Pero precisamente tiene tanto que decir, que dice más que lo que alcanzan a decir nuestras palabras y de lo que alcanzan a ver nuestros ojos.

Y por eso, una lectura de este texto que se quedara sólo en los aspectos económicos, sociales, políticos estaría en realidad empequeñeciendo a Dios, y aquí se trata de "proclamar la grandeza del Señor".

Este cántico tiene una labor de limpieza del alma, porque son palabras que anuncian una acción tan profunda de la redención de la creatura humana, que va precisamente desde su origen mismo en el vientre materno, hasta su realización más plena en el cumplimiento de las promesas de los Patriarcas.

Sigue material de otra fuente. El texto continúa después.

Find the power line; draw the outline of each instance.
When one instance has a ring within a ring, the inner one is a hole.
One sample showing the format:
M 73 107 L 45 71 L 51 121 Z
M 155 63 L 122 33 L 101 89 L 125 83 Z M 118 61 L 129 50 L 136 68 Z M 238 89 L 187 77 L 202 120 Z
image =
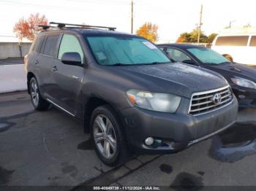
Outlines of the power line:
M 133 34 L 133 0 L 132 0 L 131 32 Z
M 200 11 L 197 44 L 199 44 L 199 42 L 200 42 L 200 37 L 201 35 L 202 14 L 203 14 L 203 4 L 201 4 Z

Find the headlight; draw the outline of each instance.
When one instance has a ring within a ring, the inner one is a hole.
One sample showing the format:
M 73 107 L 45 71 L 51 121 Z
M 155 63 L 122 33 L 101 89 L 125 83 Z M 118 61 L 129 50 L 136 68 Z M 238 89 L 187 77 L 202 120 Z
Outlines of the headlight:
M 181 98 L 173 94 L 158 93 L 130 90 L 127 96 L 134 105 L 157 112 L 174 113 L 176 112 Z
M 256 83 L 251 80 L 241 77 L 233 77 L 231 80 L 237 85 L 256 89 Z

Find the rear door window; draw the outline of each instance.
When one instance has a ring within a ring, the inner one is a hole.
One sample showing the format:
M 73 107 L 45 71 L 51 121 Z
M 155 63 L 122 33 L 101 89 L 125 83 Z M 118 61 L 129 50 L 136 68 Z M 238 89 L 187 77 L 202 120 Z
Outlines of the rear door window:
M 256 36 L 252 36 L 251 39 L 251 42 L 249 44 L 250 47 L 256 47 Z
M 37 41 L 34 44 L 34 47 L 33 50 L 37 52 L 40 52 L 40 49 L 42 47 L 42 42 L 44 41 L 44 36 L 40 36 L 37 39 Z
M 59 39 L 59 35 L 50 35 L 47 36 L 42 53 L 53 57 Z
M 78 52 L 81 57 L 82 63 L 83 63 L 83 52 L 78 39 L 72 34 L 64 34 L 61 45 L 59 47 L 58 58 L 61 57 L 65 52 Z
M 217 46 L 246 46 L 249 36 L 219 36 L 216 41 Z

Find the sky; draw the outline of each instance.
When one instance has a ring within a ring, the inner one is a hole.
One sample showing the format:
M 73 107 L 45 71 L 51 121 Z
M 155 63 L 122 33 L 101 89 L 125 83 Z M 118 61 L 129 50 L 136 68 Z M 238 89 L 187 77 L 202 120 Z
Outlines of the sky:
M 134 0 L 134 31 L 145 22 L 159 26 L 159 42 L 175 42 L 199 23 L 203 4 L 202 30 L 218 33 L 233 26 L 256 26 L 255 0 Z M 131 31 L 131 0 L 0 0 L 0 36 L 14 36 L 19 18 L 39 12 L 48 21 L 114 26 Z

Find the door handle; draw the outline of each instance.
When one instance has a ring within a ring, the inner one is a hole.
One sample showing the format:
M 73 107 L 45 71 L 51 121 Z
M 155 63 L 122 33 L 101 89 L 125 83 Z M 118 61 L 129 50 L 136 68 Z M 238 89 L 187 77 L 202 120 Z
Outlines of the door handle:
M 58 68 L 57 68 L 57 66 L 53 66 L 53 68 L 52 68 L 52 71 L 58 71 Z

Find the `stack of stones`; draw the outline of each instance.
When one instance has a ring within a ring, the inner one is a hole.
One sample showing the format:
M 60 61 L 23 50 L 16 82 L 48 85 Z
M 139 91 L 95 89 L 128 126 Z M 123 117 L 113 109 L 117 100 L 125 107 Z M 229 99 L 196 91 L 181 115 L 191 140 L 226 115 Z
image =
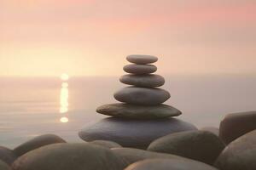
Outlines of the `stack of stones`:
M 85 128 L 79 136 L 85 141 L 112 140 L 125 147 L 147 148 L 154 139 L 169 133 L 195 130 L 193 125 L 170 118 L 181 115 L 177 109 L 163 105 L 171 95 L 159 88 L 165 84 L 161 76 L 152 74 L 157 71 L 153 65 L 158 60 L 151 55 L 129 55 L 132 63 L 124 67 L 128 75 L 120 82 L 131 85 L 118 91 L 115 99 L 122 103 L 100 106 L 96 111 L 111 116 Z

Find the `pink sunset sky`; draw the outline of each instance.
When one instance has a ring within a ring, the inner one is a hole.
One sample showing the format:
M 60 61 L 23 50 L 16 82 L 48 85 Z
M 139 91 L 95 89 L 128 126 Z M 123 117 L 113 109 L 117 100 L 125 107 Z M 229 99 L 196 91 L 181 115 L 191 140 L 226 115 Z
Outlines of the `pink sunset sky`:
M 255 74 L 253 0 L 0 0 L 0 76 Z

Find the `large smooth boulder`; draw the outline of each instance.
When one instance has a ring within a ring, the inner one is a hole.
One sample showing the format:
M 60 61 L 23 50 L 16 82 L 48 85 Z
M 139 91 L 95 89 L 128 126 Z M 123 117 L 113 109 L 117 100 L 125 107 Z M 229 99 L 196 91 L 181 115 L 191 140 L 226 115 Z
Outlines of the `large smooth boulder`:
M 16 159 L 17 156 L 14 153 L 12 150 L 0 146 L 0 160 L 11 165 Z
M 13 170 L 123 170 L 126 164 L 109 149 L 90 144 L 55 144 L 30 151 Z
M 136 162 L 125 170 L 217 170 L 199 162 L 183 159 L 149 159 Z
M 4 162 L 0 160 L 0 170 L 10 170 L 10 167 Z
M 155 88 L 165 84 L 165 78 L 160 75 L 125 75 L 119 78 L 119 81 L 125 84 L 143 87 Z
M 216 136 L 218 136 L 218 133 L 219 133 L 219 129 L 215 127 L 204 127 L 204 128 L 201 128 L 200 130 L 212 133 Z
M 137 105 L 131 104 L 109 104 L 97 108 L 100 114 L 131 119 L 158 119 L 177 116 L 182 114 L 177 109 L 166 105 Z
M 128 55 L 126 60 L 131 63 L 135 63 L 137 65 L 146 65 L 155 63 L 158 58 L 152 55 Z
M 20 156 L 30 150 L 57 143 L 66 143 L 66 141 L 55 134 L 44 134 L 19 145 L 14 150 L 14 152 Z
M 118 143 L 113 142 L 113 141 L 108 141 L 108 140 L 94 140 L 92 142 L 90 142 L 90 144 L 96 144 L 96 145 L 106 147 L 108 149 L 122 147 Z
M 109 117 L 87 126 L 79 135 L 85 141 L 110 140 L 124 147 L 145 149 L 156 139 L 189 130 L 196 130 L 196 128 L 175 118 L 130 120 Z
M 220 123 L 219 137 L 229 144 L 254 129 L 256 129 L 256 111 L 229 114 Z
M 221 170 L 256 169 L 256 130 L 231 142 L 220 154 L 215 166 Z
M 148 150 L 177 155 L 207 164 L 213 164 L 224 144 L 213 133 L 189 131 L 169 134 L 156 139 Z
M 157 105 L 170 97 L 169 92 L 156 88 L 126 87 L 114 94 L 114 98 L 118 101 L 142 105 Z
M 154 65 L 127 65 L 124 66 L 124 71 L 131 74 L 150 74 L 157 71 L 157 67 Z

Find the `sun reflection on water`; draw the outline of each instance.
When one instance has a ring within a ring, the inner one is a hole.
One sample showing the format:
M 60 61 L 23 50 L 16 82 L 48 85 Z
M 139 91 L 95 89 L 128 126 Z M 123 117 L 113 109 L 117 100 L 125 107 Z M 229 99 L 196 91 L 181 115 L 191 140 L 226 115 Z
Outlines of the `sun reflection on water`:
M 61 79 L 62 81 L 67 81 L 69 79 L 69 76 L 67 74 L 62 74 L 61 76 Z M 61 114 L 67 114 L 68 112 L 68 83 L 67 82 L 62 82 L 60 95 L 60 113 Z M 60 122 L 63 123 L 68 122 L 68 118 L 66 116 L 60 119 Z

De algunas formas de espiritualidad oriental, tan de moda hoy, proviene la costumbre de repetir frasesitas a las que se les llama "mantras", y se supone que esas frasesitas, a veces en lenguas extrañas, tienen como un poder de limpiar el corazón, de limpiar el alma o de hacer entrar a la mente en estados energéticos o cinéticos de comunicación, de iluminación, o de lo que sea.

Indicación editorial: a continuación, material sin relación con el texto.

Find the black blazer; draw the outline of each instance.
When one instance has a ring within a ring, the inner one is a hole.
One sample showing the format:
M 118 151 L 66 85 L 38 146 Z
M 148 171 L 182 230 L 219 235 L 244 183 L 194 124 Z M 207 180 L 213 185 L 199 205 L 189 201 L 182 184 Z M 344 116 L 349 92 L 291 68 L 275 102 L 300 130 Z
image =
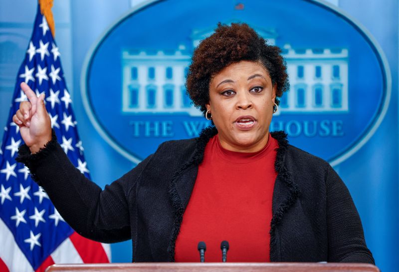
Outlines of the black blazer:
M 46 191 L 76 232 L 103 243 L 132 239 L 134 262 L 173 262 L 183 214 L 205 146 L 217 133 L 160 145 L 135 168 L 105 187 L 89 181 L 52 140 L 38 153 L 20 148 L 18 161 Z M 349 192 L 330 165 L 278 141 L 270 230 L 272 262 L 374 263 Z

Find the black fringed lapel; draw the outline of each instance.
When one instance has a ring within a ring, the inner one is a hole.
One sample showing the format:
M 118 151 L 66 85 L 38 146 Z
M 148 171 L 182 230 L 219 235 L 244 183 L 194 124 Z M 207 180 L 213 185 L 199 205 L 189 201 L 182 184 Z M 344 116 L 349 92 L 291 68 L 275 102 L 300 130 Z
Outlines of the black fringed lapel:
M 169 246 L 168 248 L 170 262 L 175 261 L 175 247 L 176 239 L 180 231 L 180 226 L 183 220 L 183 213 L 195 182 L 195 179 L 185 179 L 184 176 L 186 175 L 192 176 L 195 175 L 196 176 L 198 170 L 197 167 L 203 159 L 205 147 L 209 139 L 217 133 L 217 130 L 214 126 L 208 127 L 202 130 L 200 134 L 200 137 L 197 139 L 196 148 L 194 155 L 176 172 L 170 184 L 169 193 L 175 214 L 172 233 L 169 242 Z M 191 171 L 188 172 L 188 169 L 190 168 Z M 186 184 L 187 183 L 184 182 L 187 180 L 192 180 L 192 184 Z M 190 191 L 189 194 L 182 193 L 183 192 L 187 191 Z M 188 196 L 188 198 L 182 199 L 182 197 L 184 197 L 183 196 Z
M 285 167 L 284 158 L 288 147 L 287 134 L 284 131 L 277 131 L 271 133 L 272 137 L 278 142 L 274 169 L 277 177 L 274 184 L 273 192 L 272 212 L 273 217 L 270 223 L 270 261 L 280 261 L 279 243 L 278 243 L 278 234 L 276 228 L 281 221 L 284 214 L 295 203 L 299 194 L 298 185 L 292 181 L 291 174 Z
M 208 127 L 202 131 L 197 138 L 194 155 L 175 174 L 170 184 L 169 193 L 175 214 L 172 233 L 168 248 L 170 262 L 175 261 L 176 239 L 180 231 L 184 210 L 195 182 L 195 178 L 187 179 L 185 177 L 186 175 L 192 176 L 197 175 L 198 166 L 203 159 L 205 147 L 209 139 L 217 133 L 217 130 L 214 126 Z M 270 260 L 275 262 L 278 261 L 280 256 L 279 248 L 276 244 L 276 227 L 284 213 L 295 203 L 299 191 L 297 185 L 292 181 L 291 173 L 284 165 L 285 153 L 289 145 L 287 134 L 283 131 L 278 131 L 272 132 L 271 135 L 277 140 L 279 145 L 274 163 L 277 178 L 273 192 L 273 217 L 270 223 Z M 187 184 L 187 180 L 192 180 L 192 184 Z M 187 193 L 189 191 L 190 192 Z M 182 199 L 182 197 L 187 196 L 187 199 Z

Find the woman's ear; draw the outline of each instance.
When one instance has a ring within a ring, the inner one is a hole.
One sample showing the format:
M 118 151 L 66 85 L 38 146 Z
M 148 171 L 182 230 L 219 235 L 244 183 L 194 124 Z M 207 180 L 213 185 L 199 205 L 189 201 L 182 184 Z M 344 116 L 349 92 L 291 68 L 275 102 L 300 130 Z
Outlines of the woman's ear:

Sin entrar en discusiones sobre lo que haya de bueno o de malo en eso, yo creo que los cristianos nacidos de este vientre de María Santísima, tenemos un "mantra" mucho mejor en el Magnificat, porque repitiendo como lo hacemos, por ejemplo, en la Liturgia de las Horas cada tarde, este mensaje de salvación, estamos cantando una liberación que va desde nuestro propio vientre hasta lo último que Dios alcance a realizar en nosotros, según su santísimo poder, según su infinita misericordia.

Unámonos, pues, a este cántico, celebremos la esterilidad vencida y la virginidad fecunda; unámonos a este cántico y celebremos esa libertad que va más allá de lo que alcanzan nuestros ojos, esa salvación que va más allá de lo que pueden decir nuestras palabras.